23	Limit 22 to humans
24	Remove duplicates from 23

The Cochrane Library, to present; searched on 11 July 2014.

	Search all text	Acoustic radiation force impulse
OR	Search all text	ARFI elastography
OR	Search all text	ARFI
OR	Search all text	Virtual touch tissue quantification
OR	Search all text	Elasticity imaging

Database of Abstracts of reviews of Effects (DARE), to present; searched on 11 July 2014.
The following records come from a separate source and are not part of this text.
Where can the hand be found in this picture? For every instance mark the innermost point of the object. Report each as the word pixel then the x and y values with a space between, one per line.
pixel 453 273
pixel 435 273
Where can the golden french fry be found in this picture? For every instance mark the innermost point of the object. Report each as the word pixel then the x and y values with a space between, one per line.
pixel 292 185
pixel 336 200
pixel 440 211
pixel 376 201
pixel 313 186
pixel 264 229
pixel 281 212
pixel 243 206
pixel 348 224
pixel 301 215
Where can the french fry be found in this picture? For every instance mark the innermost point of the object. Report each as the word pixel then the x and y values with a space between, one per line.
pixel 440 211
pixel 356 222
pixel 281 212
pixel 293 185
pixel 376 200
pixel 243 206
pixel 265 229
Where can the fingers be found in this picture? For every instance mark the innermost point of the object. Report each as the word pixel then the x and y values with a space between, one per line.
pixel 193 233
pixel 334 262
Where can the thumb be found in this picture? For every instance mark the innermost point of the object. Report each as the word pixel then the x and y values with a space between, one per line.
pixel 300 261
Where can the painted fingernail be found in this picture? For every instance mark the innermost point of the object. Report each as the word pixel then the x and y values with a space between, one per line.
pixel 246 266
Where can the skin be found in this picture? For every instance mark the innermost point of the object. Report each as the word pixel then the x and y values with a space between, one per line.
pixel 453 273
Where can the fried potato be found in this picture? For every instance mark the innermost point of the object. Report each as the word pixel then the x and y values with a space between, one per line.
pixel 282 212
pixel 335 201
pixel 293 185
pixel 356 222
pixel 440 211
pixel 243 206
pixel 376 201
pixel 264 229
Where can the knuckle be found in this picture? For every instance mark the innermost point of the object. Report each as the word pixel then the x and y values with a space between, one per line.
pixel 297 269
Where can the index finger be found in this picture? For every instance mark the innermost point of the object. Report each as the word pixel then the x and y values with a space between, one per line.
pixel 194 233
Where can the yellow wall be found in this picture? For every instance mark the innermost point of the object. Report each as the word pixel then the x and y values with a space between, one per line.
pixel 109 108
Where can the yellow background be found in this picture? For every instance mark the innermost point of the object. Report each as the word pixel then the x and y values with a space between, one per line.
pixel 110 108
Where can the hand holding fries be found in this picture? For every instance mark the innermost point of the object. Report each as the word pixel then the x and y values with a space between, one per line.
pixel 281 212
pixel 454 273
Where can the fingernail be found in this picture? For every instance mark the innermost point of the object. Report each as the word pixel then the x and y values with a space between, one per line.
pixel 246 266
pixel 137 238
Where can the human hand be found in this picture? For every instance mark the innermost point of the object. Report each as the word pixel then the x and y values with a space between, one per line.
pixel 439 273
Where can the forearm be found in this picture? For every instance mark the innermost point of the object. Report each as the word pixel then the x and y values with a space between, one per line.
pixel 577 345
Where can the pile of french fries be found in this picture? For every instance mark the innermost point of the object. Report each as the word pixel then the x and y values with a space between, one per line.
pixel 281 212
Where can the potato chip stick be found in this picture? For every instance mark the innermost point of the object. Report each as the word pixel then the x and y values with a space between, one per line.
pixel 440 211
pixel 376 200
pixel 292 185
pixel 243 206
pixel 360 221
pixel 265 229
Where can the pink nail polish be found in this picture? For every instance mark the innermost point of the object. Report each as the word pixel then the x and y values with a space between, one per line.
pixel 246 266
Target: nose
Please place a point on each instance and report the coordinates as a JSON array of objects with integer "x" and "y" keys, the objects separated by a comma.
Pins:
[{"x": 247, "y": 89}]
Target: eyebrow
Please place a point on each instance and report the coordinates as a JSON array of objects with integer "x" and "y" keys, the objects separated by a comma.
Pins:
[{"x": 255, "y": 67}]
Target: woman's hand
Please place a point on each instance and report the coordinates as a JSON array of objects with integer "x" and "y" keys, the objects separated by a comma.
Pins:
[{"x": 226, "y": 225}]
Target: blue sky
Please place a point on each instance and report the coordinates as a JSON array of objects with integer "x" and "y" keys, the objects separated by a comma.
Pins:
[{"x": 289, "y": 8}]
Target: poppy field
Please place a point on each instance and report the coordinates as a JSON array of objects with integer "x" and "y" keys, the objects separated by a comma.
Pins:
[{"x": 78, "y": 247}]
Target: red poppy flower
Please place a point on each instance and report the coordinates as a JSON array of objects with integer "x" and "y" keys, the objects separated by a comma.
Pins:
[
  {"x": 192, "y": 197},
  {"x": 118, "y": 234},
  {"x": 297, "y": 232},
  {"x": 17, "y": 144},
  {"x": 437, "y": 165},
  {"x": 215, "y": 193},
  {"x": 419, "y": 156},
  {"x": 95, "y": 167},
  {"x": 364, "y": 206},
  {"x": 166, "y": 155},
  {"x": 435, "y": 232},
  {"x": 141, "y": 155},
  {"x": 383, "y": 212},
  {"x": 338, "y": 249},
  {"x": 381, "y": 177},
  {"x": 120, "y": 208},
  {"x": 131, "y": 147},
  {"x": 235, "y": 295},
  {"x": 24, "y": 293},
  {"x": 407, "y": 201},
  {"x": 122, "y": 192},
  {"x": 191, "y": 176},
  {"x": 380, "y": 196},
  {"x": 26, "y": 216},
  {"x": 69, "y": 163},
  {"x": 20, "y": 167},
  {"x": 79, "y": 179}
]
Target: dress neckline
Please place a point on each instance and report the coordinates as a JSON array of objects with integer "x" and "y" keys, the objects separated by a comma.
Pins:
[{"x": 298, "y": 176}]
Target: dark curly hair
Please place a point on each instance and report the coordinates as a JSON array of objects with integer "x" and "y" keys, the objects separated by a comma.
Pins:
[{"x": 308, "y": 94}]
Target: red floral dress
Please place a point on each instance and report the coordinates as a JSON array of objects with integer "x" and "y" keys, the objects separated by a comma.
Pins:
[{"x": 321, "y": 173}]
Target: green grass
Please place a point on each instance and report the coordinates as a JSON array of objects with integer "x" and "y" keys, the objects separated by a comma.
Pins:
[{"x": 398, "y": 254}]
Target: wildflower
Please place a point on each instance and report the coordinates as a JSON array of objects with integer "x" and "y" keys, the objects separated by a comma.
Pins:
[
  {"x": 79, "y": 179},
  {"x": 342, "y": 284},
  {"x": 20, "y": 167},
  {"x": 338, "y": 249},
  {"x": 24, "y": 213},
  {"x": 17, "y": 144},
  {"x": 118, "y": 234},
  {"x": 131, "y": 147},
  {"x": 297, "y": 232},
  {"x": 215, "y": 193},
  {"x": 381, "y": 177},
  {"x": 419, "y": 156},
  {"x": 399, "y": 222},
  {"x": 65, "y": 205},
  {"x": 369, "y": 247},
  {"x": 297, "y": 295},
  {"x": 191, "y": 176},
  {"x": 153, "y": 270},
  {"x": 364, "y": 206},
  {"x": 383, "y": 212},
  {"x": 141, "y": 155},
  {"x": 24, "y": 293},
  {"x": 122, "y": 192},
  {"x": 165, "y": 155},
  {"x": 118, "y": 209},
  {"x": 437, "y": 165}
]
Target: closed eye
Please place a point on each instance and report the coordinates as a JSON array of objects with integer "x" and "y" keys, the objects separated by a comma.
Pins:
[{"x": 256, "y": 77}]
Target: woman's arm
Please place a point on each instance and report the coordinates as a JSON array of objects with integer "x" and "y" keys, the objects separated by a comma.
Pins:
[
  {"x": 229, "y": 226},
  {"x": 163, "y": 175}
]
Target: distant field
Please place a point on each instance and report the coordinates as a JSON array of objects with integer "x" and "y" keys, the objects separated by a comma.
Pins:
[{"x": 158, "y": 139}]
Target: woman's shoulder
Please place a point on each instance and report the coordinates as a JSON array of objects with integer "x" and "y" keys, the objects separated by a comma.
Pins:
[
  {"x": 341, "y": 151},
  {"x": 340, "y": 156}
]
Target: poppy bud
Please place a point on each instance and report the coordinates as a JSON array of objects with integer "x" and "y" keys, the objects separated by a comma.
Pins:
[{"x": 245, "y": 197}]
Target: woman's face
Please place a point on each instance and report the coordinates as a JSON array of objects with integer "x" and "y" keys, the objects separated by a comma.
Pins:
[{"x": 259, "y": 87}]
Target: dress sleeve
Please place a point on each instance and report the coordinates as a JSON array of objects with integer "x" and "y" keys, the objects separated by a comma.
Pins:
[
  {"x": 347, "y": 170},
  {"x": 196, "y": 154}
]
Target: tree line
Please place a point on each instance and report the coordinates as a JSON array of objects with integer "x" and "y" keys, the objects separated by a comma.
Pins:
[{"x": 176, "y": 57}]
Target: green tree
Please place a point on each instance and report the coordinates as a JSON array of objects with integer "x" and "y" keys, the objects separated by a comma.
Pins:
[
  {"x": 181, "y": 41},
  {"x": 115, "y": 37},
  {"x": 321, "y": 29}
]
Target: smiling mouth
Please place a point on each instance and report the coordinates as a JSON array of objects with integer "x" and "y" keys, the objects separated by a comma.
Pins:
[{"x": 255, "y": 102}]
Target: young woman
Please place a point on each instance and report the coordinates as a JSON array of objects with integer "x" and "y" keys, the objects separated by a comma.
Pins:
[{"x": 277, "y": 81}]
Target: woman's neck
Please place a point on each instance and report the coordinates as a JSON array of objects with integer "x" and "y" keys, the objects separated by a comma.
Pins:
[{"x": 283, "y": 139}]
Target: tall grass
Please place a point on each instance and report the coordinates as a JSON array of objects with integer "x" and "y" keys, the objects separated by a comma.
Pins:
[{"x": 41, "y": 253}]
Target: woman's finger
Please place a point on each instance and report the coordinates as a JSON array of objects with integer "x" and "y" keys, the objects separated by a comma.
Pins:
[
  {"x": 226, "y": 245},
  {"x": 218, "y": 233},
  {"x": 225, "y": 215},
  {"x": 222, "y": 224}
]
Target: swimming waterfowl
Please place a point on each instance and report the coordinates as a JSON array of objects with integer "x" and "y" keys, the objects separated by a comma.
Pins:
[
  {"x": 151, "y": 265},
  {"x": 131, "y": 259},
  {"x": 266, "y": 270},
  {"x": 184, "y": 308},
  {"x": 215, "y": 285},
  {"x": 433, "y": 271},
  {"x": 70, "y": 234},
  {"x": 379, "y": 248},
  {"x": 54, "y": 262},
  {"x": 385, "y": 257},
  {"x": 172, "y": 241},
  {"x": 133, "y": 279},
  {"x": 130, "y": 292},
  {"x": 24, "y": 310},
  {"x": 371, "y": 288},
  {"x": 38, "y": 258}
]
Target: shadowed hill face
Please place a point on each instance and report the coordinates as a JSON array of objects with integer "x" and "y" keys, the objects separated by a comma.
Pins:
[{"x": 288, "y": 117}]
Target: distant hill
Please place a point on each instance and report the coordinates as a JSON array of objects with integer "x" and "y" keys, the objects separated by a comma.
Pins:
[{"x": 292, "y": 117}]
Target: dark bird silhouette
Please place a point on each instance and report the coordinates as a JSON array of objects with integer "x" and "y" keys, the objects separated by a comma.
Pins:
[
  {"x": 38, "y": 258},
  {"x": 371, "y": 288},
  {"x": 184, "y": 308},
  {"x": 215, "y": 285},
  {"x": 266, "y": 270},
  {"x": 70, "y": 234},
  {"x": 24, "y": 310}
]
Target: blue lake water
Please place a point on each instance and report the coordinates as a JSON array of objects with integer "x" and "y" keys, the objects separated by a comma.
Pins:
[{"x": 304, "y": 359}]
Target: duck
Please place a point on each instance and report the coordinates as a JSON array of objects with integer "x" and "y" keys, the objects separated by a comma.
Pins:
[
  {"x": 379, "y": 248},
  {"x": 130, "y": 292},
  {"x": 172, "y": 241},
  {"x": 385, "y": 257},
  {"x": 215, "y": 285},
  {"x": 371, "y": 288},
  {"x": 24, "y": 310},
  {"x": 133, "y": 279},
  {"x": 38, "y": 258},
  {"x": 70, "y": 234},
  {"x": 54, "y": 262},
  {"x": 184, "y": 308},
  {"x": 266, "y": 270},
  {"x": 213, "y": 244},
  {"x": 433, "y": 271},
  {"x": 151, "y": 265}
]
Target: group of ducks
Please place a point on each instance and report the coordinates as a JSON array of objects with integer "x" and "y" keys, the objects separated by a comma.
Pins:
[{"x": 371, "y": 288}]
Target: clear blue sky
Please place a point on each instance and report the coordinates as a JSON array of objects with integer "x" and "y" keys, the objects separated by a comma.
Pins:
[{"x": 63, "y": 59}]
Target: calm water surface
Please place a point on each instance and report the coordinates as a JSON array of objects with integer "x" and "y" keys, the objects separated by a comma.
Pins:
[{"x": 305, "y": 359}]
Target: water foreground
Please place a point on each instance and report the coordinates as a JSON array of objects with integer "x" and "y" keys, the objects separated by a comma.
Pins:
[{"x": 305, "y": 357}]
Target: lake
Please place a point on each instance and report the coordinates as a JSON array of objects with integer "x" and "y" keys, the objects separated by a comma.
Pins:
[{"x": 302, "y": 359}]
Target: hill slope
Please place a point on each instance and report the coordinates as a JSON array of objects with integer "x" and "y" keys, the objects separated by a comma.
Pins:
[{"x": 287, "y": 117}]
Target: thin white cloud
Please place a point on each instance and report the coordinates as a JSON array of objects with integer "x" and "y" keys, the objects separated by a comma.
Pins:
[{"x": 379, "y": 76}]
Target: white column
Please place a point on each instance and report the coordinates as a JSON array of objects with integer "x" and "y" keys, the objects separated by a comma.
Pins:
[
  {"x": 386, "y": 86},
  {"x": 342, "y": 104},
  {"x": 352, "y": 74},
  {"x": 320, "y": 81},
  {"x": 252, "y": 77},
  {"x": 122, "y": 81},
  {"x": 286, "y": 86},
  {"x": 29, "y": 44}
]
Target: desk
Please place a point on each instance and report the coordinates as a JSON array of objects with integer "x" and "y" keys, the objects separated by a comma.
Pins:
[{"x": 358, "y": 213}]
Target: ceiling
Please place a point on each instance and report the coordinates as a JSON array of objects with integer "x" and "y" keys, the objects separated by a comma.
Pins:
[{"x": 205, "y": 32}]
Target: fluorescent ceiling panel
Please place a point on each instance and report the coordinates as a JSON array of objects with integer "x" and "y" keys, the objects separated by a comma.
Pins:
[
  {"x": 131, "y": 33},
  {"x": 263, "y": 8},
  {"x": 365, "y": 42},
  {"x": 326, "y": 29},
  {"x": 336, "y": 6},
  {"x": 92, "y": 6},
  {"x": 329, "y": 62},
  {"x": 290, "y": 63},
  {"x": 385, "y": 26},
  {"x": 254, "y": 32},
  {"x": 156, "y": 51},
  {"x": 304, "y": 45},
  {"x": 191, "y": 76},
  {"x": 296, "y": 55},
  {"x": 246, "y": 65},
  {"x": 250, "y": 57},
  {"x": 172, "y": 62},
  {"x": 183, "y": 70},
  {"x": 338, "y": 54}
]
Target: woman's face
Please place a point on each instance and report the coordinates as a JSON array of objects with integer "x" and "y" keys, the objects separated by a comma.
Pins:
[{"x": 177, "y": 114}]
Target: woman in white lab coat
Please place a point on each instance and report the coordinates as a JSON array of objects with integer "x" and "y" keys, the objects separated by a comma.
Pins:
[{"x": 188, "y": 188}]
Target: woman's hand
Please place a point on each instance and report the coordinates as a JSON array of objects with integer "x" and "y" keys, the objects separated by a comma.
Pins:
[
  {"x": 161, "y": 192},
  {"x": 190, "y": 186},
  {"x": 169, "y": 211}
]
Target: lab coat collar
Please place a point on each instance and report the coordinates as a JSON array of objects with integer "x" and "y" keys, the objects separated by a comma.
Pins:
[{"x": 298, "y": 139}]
Any field	Acoustic radiation force impulse	OR
Any field	Virtual touch tissue quantification	OR
Any field	Elasticity imaging

Appendix 3: PRISMA flow diagram showing the company’s search (dotted box) and the External Assessment Centre (EAC) search results

Appendix 4: Model assumptions for clinical parameters

Assumption and justification

People categorised as false negative for fibrosis would return and be re-diagnosed as true positive within 1 year

Prevalence rates for stages of fibrosis were different for VTq and TE based on the EAC’s meta-analyses. The combined hepatitis B and C prevalence rates for VTq were used for TE and liver biopsy in the model to ensure compatibility

Combined hepatitis B and C prevalence and diagnostic accuracy figures for F ≥ 3 fibrosis were not available from the meta-analysis. The EAC therefore used figures for hepatitis C across the model for this stage

Treatment delay resulting from misdiagnosis was unlikely to have a clinical impact and so long-term modelling of disease progression was not needed. According to published clinical evidence and expert advice gathered by the EAC, progression in both hepatitis B and C is relatively slow

People diagnosed as being at stage F ≥ 2 had fibrosis and those at stage F ≤ 1 did not

The majority of misclassified (false positive) cases for VTq and TE would be diagnosed as having F2 fibrosis. A proportion of those with F2 fibrosis would be misclassified as having F3 or F4 fibrosis. These proportions were chosen arbitrarily and subjected to sensitivity analyses

People diagnosed with F3 or F4 fibrosis would have antiviral therapy

A mortality risk of 0.003 would apply to liver biopsy

EAC External Assessment Centre, TE transient elastography, VTq Virtual Touch™ Quantification

Compliance with Ethical Standards

Funding

King’s Technology Evaluation Centre is funded by NICE to act as an External Assessment Centre for the Medical Technologies Evaluation Programme. The NHS has a financial interest in the guidance issued by NICE as a result of this work and two authors are NHS employees (Prof. Keevil and Dr. Lewis).

Conflict of interest

This summary of the Medical Technology Guidance was produced following the publication of the final guidance report. The summary has been reviewed by NICE but has not been externally peer reviewed by Applied Health Economics and Health Policy. The following authors are employed in the King’s Technology Evaluation Centre and declare a conflict of interest as they are contracted by NICE to evaluate medical technologies: Dr. Summers, Dr. Radhakrishnan, Ms. Morris, Dr. Chalkidou, Mr. Rua, Prof. Patel, Ms. McMillan, Dr. Douiri, Dr. Wang, Dr. Ayis, Prof. Keevil, Dr. Lewis and Prof. Peacock. Two of the authors (Prof. Keevil and Dr. Lewis) are NHS employees and thus have an additional conflict of interest. Ms. Higgins is a NICE employee and had no role in the preparation of the EAC report; however, this employment is a source of conflict of interest.